Çarşamba günü Bakanlığın yeni düzenlemelerini protesto eden aile hekimlerinin eylemi maalesef böyle bir sorunla yüklü.

Birinci basamak sağlık hizmetini geliştirdikleri, hastaların memnuniyetini artırdıkları halde Bakanlığın kötü muamelesine nasıl maruz kaldıklarını anlayamadıklarını belirten cümlelerle konuşuyorlar.

En önemlisi aile hekimliği sistemine karşı çıkan, bu sistemi özelleştirmeci saldırıyla ilişkilendiren tek bir satırları yok. Bu bir bilgisizlik, saflık durumu olamaz.

Ve gerçeklik somut düzlemde bile tümüyle farklı: Birinci basamak sistemi çöktü. Aile hekimlerinin tüm günü neredeyse reçete yazmakla geçiyor. Koruyucu sağlık hizmetleri önemli açıklar veriyor. Kızamık bu nedenle salgın durumunda. Hastaların memnuniyeti istedikleri ilacı yazdırabilmeleriyle ilişkili. Aile hekimlerinin kendi başarıları olarak sundukları olay, tam tersine çöküşün kanıtı. Kısacası aile hekimleri Bakanlığın istediği dil ve içerikle eylem yapıyorlar.

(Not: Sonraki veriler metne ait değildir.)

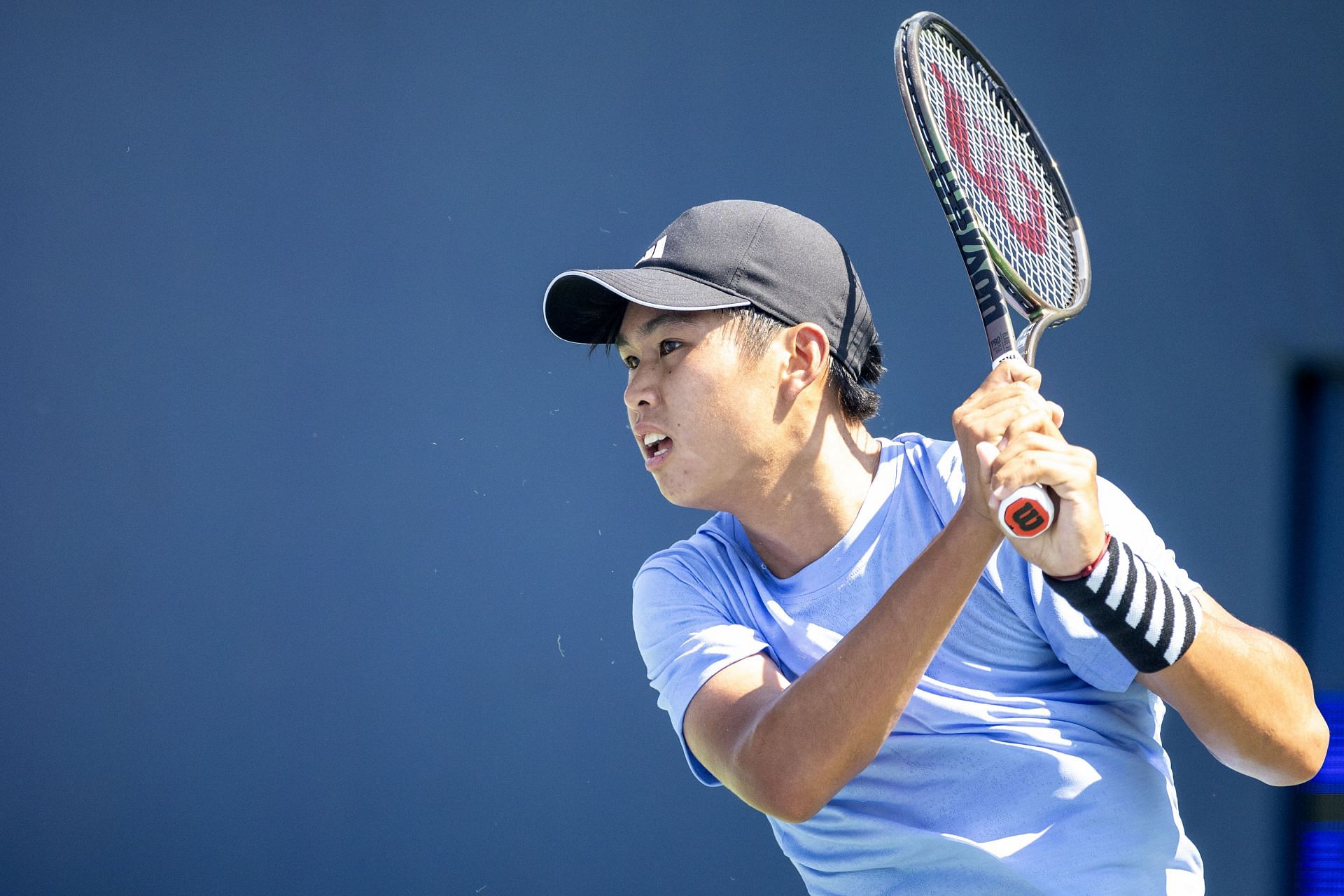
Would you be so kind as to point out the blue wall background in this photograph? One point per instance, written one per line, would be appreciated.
(316, 546)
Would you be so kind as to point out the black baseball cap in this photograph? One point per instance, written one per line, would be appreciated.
(726, 254)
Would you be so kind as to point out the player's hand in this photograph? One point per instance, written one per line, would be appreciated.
(1008, 393)
(1032, 449)
(1009, 437)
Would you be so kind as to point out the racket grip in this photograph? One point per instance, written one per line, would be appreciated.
(1027, 512)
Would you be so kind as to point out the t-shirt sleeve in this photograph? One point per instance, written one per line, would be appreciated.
(686, 638)
(1089, 654)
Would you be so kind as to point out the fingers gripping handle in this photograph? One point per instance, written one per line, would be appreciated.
(1027, 512)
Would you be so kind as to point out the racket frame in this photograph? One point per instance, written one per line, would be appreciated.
(997, 286)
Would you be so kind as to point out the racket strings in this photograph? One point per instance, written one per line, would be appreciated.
(999, 168)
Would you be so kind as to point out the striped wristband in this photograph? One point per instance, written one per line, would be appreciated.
(1149, 621)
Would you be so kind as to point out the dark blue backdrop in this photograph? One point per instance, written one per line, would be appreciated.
(316, 546)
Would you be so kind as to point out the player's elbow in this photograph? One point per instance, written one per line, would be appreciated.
(778, 788)
(1294, 757)
(790, 802)
(1303, 758)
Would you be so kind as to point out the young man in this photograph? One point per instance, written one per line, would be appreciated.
(851, 644)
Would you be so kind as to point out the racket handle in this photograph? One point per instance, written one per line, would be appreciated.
(1027, 512)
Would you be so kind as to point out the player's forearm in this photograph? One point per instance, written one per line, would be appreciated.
(1247, 696)
(823, 729)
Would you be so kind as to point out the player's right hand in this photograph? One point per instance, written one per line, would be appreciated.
(1009, 396)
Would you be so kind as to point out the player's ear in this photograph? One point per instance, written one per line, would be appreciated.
(806, 347)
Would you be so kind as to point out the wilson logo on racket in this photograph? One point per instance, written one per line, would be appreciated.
(1025, 517)
(1031, 230)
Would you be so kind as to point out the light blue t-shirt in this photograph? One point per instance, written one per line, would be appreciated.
(1028, 760)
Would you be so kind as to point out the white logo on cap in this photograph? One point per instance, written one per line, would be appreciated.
(655, 250)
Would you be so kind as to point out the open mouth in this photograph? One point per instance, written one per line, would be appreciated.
(656, 445)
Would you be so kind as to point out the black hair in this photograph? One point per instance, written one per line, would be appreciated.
(858, 397)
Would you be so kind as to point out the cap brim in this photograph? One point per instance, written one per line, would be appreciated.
(580, 304)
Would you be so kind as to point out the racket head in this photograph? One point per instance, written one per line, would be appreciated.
(993, 172)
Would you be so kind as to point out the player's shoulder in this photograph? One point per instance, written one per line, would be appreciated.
(936, 464)
(698, 558)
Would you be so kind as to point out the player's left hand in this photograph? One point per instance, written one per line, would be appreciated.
(1034, 450)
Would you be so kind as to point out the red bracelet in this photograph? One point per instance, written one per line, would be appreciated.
(1089, 567)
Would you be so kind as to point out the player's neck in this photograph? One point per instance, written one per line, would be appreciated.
(809, 505)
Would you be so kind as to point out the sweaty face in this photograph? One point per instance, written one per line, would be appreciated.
(699, 410)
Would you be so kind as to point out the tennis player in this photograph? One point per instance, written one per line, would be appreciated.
(853, 645)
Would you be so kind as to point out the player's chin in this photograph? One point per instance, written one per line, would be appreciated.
(679, 491)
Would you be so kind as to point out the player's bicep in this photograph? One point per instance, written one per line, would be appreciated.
(723, 711)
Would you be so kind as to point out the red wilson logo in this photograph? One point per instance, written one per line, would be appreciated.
(962, 128)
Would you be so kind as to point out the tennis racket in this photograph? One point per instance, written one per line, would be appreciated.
(1006, 203)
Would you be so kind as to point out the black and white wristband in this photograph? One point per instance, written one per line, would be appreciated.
(1149, 621)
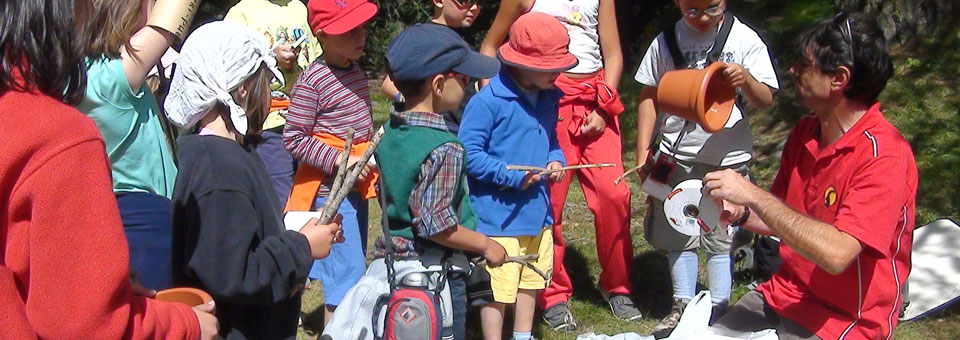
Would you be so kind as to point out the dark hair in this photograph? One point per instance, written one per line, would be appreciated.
(42, 43)
(853, 40)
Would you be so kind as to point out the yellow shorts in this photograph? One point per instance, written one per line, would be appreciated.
(507, 279)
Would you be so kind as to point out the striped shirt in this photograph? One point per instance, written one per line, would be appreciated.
(327, 99)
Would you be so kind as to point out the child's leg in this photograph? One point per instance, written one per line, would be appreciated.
(719, 277)
(346, 263)
(683, 270)
(491, 319)
(523, 313)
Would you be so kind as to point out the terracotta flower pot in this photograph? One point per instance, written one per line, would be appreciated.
(189, 296)
(701, 96)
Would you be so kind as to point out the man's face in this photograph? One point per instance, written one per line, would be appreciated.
(813, 86)
(702, 15)
(460, 13)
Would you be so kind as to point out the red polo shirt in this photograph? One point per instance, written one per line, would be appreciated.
(865, 185)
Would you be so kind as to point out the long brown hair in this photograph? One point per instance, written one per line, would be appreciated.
(115, 22)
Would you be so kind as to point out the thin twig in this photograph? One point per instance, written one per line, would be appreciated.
(342, 168)
(333, 205)
(548, 171)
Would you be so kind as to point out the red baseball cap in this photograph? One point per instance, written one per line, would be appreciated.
(538, 42)
(337, 17)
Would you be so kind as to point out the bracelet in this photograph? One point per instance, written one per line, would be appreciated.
(743, 218)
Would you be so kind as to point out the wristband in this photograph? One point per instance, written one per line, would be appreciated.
(173, 16)
(743, 218)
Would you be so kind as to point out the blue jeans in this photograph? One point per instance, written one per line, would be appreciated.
(147, 225)
(279, 163)
(684, 266)
(347, 261)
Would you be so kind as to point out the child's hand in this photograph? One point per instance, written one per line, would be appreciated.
(593, 125)
(556, 176)
(286, 56)
(735, 74)
(530, 178)
(321, 237)
(209, 327)
(494, 254)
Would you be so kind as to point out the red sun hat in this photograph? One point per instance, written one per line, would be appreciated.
(337, 17)
(538, 42)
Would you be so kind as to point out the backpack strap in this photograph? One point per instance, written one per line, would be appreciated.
(717, 49)
(670, 37)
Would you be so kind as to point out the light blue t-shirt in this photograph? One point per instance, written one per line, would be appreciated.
(141, 158)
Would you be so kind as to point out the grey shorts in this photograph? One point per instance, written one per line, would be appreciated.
(658, 231)
(751, 314)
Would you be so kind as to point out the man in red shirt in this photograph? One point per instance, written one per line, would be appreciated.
(842, 203)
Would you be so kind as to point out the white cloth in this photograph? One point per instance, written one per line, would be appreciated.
(580, 19)
(733, 144)
(216, 58)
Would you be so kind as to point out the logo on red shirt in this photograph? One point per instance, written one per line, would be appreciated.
(829, 197)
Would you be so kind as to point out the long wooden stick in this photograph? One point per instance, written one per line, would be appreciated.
(342, 168)
(548, 171)
(333, 205)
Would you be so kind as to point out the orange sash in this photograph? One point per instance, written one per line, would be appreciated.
(308, 179)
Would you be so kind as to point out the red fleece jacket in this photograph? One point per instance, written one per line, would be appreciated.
(63, 255)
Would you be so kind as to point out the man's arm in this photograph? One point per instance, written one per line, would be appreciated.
(823, 244)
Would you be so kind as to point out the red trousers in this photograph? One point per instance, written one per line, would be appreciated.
(609, 203)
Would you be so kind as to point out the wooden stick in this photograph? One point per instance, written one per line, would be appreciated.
(548, 171)
(333, 205)
(342, 168)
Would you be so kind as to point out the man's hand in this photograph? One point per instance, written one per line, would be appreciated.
(530, 178)
(286, 56)
(209, 327)
(734, 74)
(730, 186)
(494, 253)
(556, 176)
(593, 125)
(321, 237)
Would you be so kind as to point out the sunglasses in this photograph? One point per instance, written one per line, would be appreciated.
(713, 11)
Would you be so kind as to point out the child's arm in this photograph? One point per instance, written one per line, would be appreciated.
(298, 130)
(757, 93)
(475, 131)
(432, 205)
(609, 43)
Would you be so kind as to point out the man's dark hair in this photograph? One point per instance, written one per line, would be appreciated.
(43, 42)
(853, 40)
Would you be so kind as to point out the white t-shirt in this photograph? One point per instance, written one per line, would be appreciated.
(580, 19)
(734, 143)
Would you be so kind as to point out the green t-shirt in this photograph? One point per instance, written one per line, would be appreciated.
(141, 158)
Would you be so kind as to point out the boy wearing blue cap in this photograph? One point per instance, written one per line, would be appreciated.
(422, 163)
(518, 109)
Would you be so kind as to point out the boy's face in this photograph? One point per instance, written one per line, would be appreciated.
(702, 15)
(348, 45)
(452, 89)
(535, 80)
(459, 13)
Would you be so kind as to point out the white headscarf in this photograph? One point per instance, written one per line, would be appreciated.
(215, 59)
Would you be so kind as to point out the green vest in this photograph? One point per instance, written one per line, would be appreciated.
(400, 154)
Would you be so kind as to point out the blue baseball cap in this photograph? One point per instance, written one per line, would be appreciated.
(424, 50)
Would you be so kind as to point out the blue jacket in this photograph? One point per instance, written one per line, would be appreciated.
(501, 127)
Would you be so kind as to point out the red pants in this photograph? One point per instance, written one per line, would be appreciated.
(609, 203)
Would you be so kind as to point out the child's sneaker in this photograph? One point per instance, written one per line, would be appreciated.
(669, 322)
(559, 317)
(623, 307)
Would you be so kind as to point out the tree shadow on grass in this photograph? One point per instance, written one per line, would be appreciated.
(652, 288)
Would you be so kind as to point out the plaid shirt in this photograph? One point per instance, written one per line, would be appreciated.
(431, 201)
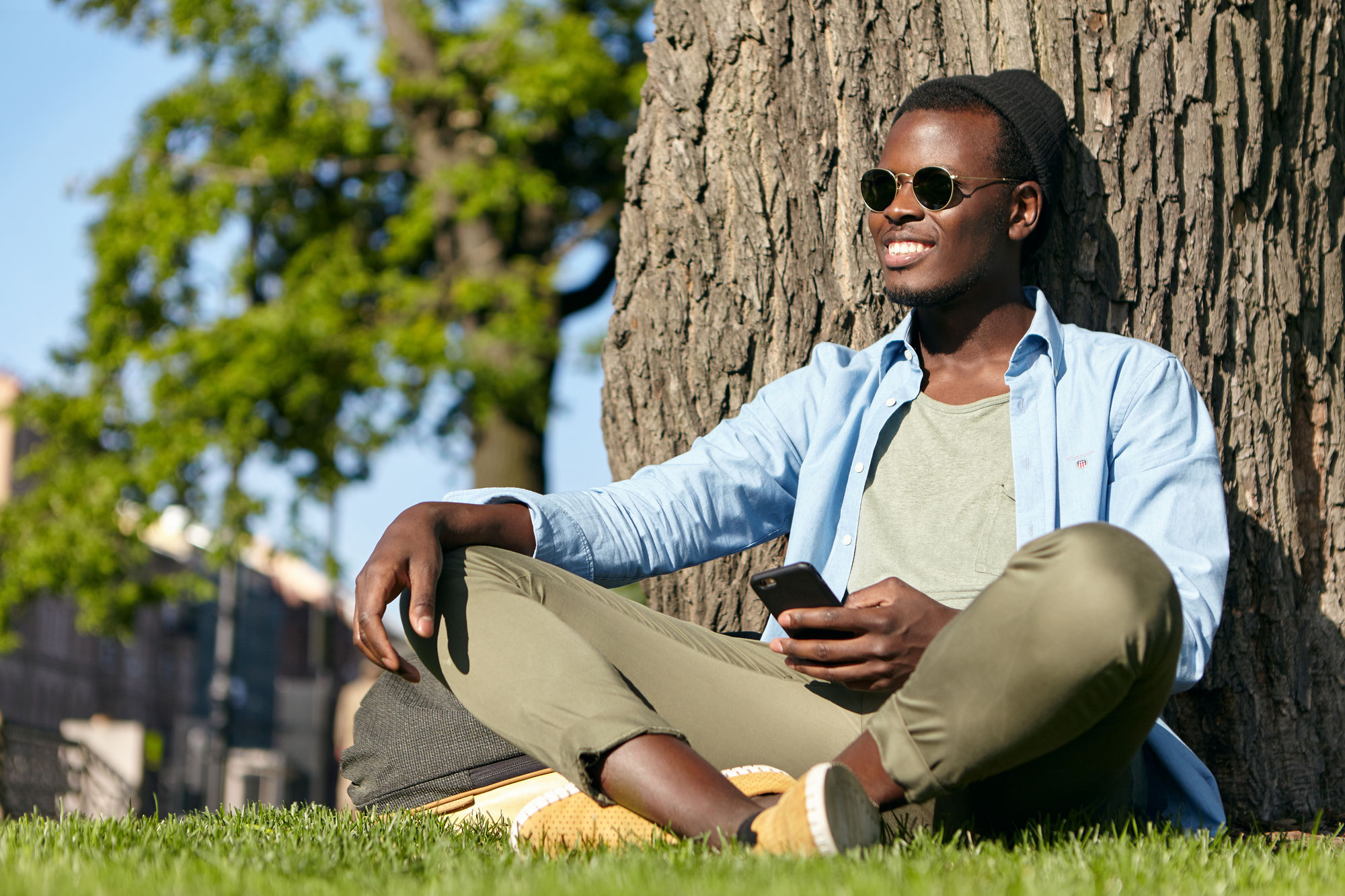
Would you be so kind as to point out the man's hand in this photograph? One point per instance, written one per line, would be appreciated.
(411, 555)
(892, 624)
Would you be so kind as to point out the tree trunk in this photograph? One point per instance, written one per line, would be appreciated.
(1203, 210)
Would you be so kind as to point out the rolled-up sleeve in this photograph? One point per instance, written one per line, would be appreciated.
(734, 489)
(1168, 489)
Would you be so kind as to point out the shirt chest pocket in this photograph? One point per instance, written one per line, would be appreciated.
(1000, 532)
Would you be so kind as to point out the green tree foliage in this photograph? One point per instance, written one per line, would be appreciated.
(383, 244)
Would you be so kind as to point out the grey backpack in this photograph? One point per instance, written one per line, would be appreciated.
(416, 744)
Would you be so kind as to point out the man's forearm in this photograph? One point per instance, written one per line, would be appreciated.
(508, 526)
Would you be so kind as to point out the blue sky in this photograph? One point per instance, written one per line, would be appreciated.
(69, 97)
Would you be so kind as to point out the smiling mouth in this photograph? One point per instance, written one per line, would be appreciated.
(903, 252)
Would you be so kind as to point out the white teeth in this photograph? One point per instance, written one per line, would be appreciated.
(907, 248)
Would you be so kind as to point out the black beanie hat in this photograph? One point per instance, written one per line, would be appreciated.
(1032, 108)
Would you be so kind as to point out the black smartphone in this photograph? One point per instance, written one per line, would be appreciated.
(797, 587)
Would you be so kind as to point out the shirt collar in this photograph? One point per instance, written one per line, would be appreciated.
(1043, 335)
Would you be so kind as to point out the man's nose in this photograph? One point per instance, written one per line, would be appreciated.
(905, 205)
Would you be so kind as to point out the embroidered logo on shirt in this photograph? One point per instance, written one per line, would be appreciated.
(1081, 460)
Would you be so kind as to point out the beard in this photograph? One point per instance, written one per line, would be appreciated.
(939, 294)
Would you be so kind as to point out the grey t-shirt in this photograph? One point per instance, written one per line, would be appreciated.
(938, 507)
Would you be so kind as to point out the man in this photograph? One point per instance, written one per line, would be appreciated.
(1027, 517)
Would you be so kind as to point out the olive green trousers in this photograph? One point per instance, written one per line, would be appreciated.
(1034, 701)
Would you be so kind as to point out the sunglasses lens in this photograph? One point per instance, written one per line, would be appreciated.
(879, 189)
(933, 188)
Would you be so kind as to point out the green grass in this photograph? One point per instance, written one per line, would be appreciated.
(314, 850)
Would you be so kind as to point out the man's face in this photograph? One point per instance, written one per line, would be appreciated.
(930, 257)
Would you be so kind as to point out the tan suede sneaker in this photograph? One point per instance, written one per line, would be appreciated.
(567, 818)
(824, 814)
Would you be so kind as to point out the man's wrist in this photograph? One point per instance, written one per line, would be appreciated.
(501, 525)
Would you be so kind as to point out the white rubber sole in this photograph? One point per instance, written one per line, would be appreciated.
(566, 791)
(537, 805)
(841, 815)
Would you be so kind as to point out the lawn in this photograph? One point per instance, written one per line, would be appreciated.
(314, 850)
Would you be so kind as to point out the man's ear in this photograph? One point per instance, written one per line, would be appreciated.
(1026, 206)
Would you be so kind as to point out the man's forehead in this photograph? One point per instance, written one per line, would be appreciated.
(962, 136)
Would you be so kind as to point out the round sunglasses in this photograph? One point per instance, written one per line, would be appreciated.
(933, 185)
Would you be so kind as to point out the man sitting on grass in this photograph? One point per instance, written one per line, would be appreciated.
(1027, 518)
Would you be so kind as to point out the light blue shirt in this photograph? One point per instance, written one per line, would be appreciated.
(1105, 428)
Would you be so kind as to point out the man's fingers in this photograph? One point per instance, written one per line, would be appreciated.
(375, 591)
(424, 584)
(825, 651)
(835, 618)
(844, 673)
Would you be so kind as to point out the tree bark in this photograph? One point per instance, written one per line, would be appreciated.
(1204, 210)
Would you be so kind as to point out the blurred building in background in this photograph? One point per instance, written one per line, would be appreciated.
(102, 725)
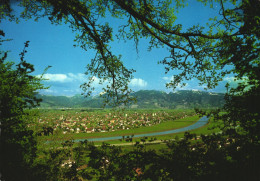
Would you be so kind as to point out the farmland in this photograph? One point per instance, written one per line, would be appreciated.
(64, 124)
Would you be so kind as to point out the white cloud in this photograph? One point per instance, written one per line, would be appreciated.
(168, 78)
(138, 83)
(233, 82)
(64, 78)
(186, 87)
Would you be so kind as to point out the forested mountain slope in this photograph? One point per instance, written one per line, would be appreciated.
(145, 99)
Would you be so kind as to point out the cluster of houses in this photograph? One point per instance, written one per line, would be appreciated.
(82, 122)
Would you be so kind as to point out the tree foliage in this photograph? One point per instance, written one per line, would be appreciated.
(17, 94)
(200, 52)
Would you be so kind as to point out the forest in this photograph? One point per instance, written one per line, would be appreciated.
(149, 99)
(227, 44)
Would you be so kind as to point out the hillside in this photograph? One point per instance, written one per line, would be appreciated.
(145, 99)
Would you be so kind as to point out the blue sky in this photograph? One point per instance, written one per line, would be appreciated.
(53, 45)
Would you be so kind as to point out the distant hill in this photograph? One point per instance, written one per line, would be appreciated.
(145, 99)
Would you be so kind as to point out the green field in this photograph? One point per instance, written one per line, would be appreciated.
(170, 119)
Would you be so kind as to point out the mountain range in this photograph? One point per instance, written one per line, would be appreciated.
(184, 99)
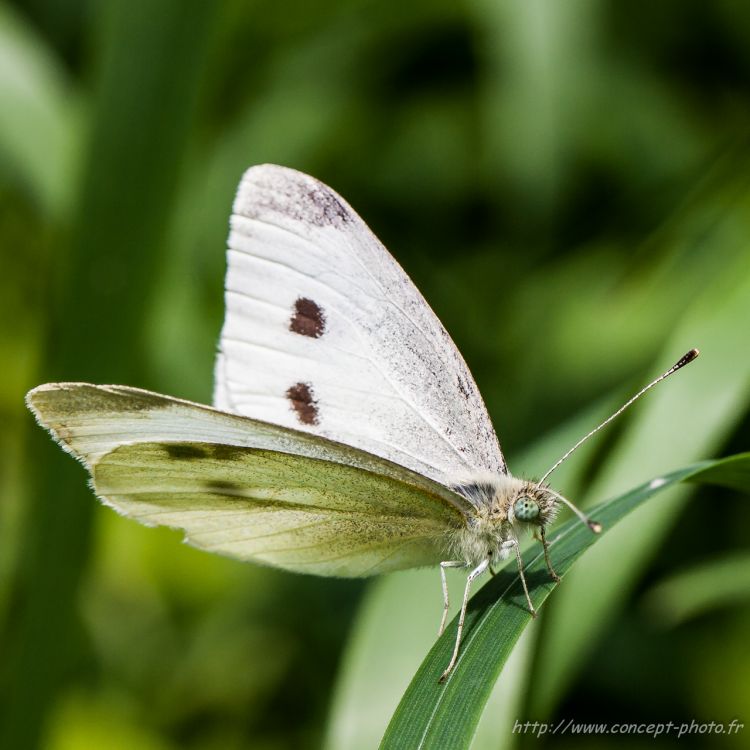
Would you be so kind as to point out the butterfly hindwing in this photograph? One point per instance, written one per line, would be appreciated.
(293, 512)
(324, 332)
(249, 489)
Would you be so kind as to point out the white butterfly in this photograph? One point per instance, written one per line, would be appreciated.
(348, 436)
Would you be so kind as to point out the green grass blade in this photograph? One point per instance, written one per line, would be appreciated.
(432, 715)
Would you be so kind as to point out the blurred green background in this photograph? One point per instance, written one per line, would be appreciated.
(568, 183)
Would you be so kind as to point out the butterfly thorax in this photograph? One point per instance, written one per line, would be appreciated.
(504, 508)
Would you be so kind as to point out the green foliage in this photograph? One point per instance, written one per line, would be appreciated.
(565, 182)
(435, 715)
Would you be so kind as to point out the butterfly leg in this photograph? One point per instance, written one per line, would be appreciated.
(446, 604)
(545, 545)
(514, 543)
(474, 573)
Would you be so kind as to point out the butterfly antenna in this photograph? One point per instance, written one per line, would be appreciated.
(684, 360)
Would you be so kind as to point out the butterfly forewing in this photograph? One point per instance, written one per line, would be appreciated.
(324, 332)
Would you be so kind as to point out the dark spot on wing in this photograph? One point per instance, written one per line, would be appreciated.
(301, 398)
(227, 452)
(308, 318)
(219, 485)
(185, 451)
(463, 387)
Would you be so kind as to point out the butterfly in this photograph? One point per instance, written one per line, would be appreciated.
(347, 437)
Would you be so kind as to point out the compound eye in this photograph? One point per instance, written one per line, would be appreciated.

Bu eylem, bu haliyle, sağlık alanında meşruluğunu kanıtlamış eylemselliğin çok çok gerisinde bir çizgidedir. Bu eylem tam Bakanlığın isteyeceği türden bir eylemdir.

* * *

Üstelik, zaman içinde aile hekimlerinin bu tür sorunlarla karşılamaları da kaçınılmazdı. Hatta hekimlerin sisteme geçerken imzaladıkları sözleşmelerde böyle düzenlemelere olanak tanıyan maddeler vardı. Aile hekimliğini kabul eden hekimlerin çoğu tıp fakültelerindeki bir profesörün toplam geliri kadar bir ücret önlerine konulduğu için, risklerini bile bile, bu sistemin koruyucu hizmetleri elden çıkardığını göre göre sisteme geçmeyi kabul ettiler.

Evet, insanoğlu böyledir. Hekim olsa bile önünü arkasını düşünmeden anlık çıkarları için, genel toplumsal tarihsel kazanımları görmezden gelebilir, inkar edebilir. Tamam, böyle yaptı diye sonra geliştireceği tepkilere sırt çevrilmeyi, yalnız bırakılmayı hak etmez.

Ancak yaşadığı sorunlar ne kadar ağır olursa olsun hiç kimsenin de mücadelenin siyasal içeriğini yerlerde süründürmeye, halk sağlığına aykırı politikalara karşı kendi çıkarına dokunmadığı için ve sürece sessiz kalmaya, hiçbir örgütün de, bunları yapanlara sırf eyleme geçtiler diye, her şart ve koşulda destek vermeye hakkı yoktur.